Exile at Kucusus
Not long did the peace last. A statue of the empress had been inaugurated before the cathedral. The crowd indulged in most intemperate rejoicings, and paid almost idolatrous homage to the statue. This Chrysostom, in preaching, censured. The empress took the blame to herself: it kindled her wrath afresh. It was whispered to her that the great preacher had alluded to her under the name of Herodias. A new synod of the patriarch’s opponents was convoked. It issued, in the year 404, a second sentence of deposition against him. It alleged that Chrysostom, after being deposed by a synod, had, contrary to the law of the Church, resumed his see without being restored by another synod. The emperor Arcadius confirmed the decision, and subscribed a decree of banishment. This time Chrysostom waited for force to be used. Soldiers were sent into the church: they pushed aside the people who were protecting their bishop. Blood flowed, and the church was desecrated.

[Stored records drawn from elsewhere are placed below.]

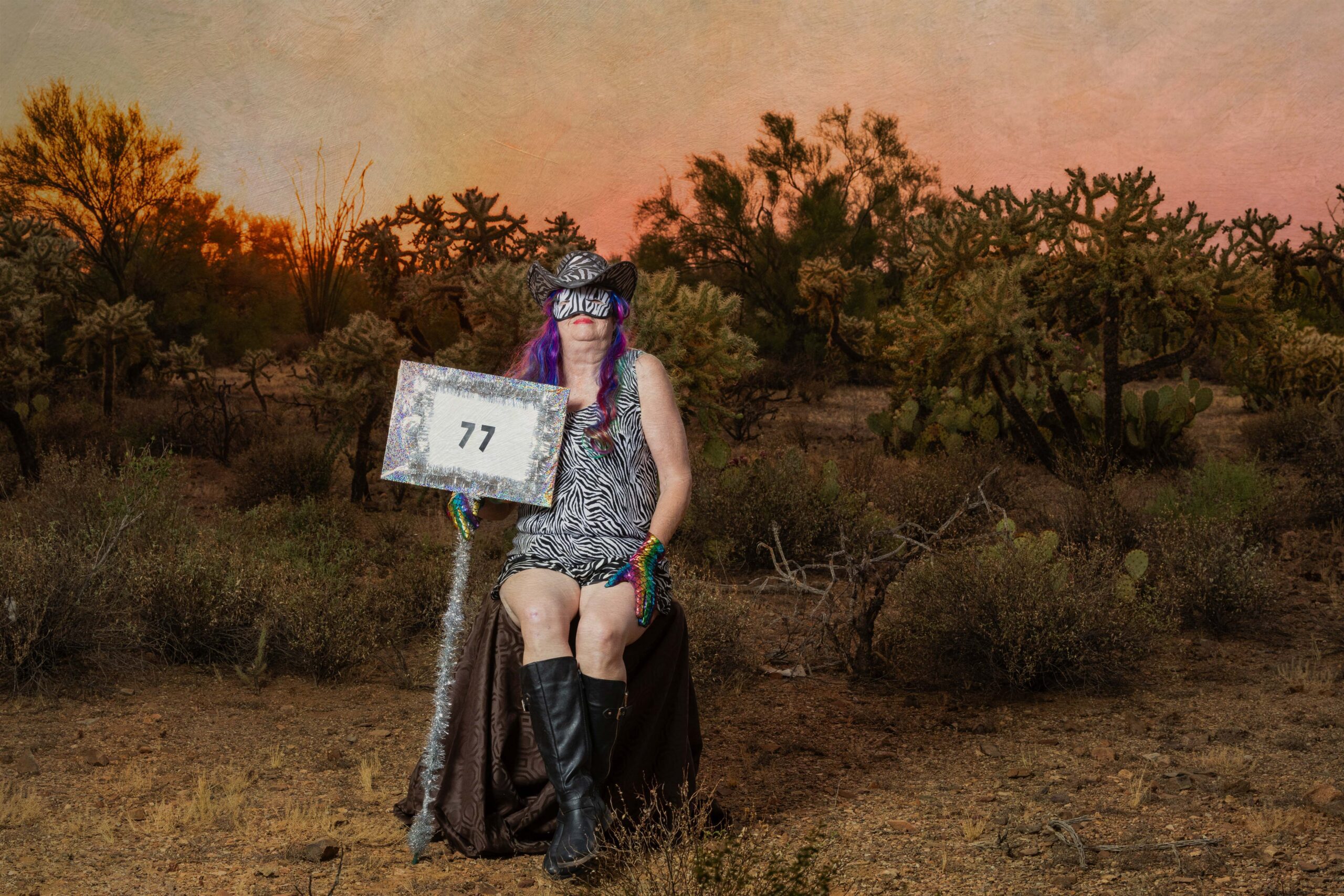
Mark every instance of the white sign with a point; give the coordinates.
(467, 431)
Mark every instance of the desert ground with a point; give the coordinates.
(1214, 772)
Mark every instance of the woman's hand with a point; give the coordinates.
(639, 573)
(463, 511)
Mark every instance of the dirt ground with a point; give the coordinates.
(174, 781)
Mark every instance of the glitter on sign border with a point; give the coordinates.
(407, 441)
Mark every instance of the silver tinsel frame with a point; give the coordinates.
(432, 761)
(421, 386)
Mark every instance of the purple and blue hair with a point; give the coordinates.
(538, 361)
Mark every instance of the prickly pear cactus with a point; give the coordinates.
(1156, 418)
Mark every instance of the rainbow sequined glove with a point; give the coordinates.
(639, 571)
(463, 510)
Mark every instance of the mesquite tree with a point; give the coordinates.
(855, 193)
(418, 261)
(100, 172)
(119, 333)
(1097, 277)
(353, 373)
(37, 269)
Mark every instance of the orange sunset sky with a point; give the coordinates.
(586, 107)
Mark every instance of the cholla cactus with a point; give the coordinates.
(687, 328)
(1290, 362)
(503, 316)
(824, 284)
(187, 363)
(256, 364)
(111, 331)
(37, 268)
(351, 376)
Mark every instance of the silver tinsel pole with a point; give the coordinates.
(432, 761)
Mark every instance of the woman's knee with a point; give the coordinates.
(601, 637)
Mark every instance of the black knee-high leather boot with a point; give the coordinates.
(554, 699)
(605, 702)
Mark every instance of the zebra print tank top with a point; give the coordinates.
(600, 498)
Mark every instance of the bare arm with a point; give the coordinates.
(666, 436)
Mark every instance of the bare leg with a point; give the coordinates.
(606, 628)
(542, 604)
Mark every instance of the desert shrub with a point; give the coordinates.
(733, 508)
(323, 614)
(1098, 515)
(714, 614)
(670, 847)
(295, 464)
(324, 626)
(925, 491)
(197, 599)
(1309, 434)
(1209, 571)
(1217, 491)
(1026, 614)
(64, 573)
(78, 428)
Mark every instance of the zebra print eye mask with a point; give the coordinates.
(585, 300)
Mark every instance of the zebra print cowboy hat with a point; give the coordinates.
(582, 269)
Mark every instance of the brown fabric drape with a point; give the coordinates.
(495, 798)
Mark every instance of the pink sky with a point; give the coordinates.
(586, 107)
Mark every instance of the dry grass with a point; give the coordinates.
(276, 757)
(219, 803)
(1264, 823)
(306, 820)
(370, 767)
(972, 828)
(19, 806)
(1311, 673)
(1139, 792)
(670, 848)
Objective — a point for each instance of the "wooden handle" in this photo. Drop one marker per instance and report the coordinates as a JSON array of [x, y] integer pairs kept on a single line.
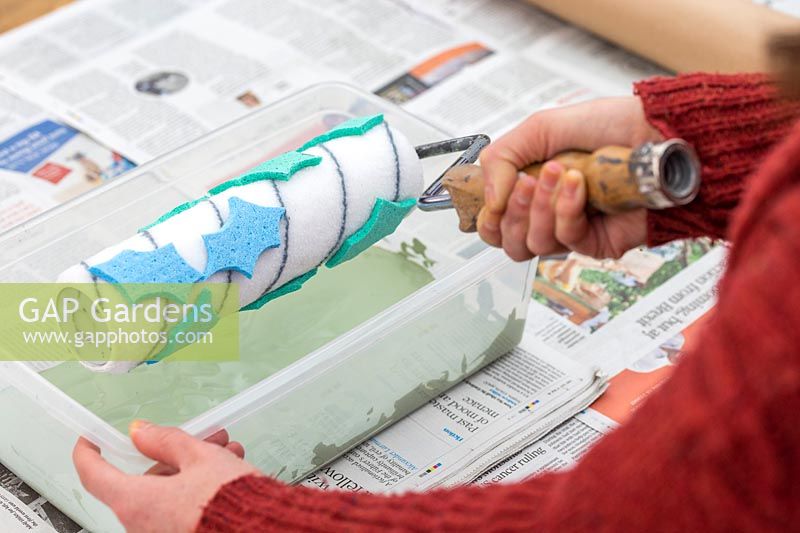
[[610, 187]]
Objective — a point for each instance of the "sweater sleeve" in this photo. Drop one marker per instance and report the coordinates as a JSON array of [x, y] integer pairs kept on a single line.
[[732, 121], [715, 448]]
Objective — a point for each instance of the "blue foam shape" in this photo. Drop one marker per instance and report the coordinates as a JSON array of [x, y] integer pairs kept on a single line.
[[249, 230], [163, 265], [290, 286], [354, 126], [383, 220], [281, 168]]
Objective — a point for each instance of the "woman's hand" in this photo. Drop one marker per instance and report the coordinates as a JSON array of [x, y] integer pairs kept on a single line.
[[171, 495], [530, 217]]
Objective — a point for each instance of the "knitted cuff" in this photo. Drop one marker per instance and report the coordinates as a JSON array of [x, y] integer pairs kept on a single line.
[[732, 121]]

Chrysostom was carried away to Nicæa in Bithynia, and was ordered, in the midst of the summer heats, to go thence on foot, amid the greatest privations and hardships, to Kucusus in Armenia. The journey brought on him a grievous illness. Thus he was detained for some time at Cæsarea in Cappadocia. He was scarcely recovered when he was driven further on. In 406, he reached Kucusus. But he kept up intercourse by letter with his friends in the capital. Arsacius, in the meantime, had been intruded by the emperor’s power into his see; and a grievous persecution was instituted against those who would not recognise the intruder. Chrysostom consoled them in many letters. Banished as he was, he concerned himself for the spread of the faith among Persians and Goths. His sufferings, and the magnanimity with which he bore them, won for him sympathy far and wide. But his enemies remained unmoved. He besought the intercession of Pope Innocent I., describing to him, in a letter which is translated in this volume, the utter illegality of the violence which he was suffering. The Pope applied to the emperor Honorius for succour, and was supported by him in sending a solemn deputation to the emperor Arcadius; but he was under the dominion of the offended Eudoxia, and refused to listen either to his brother emperor or the Pope.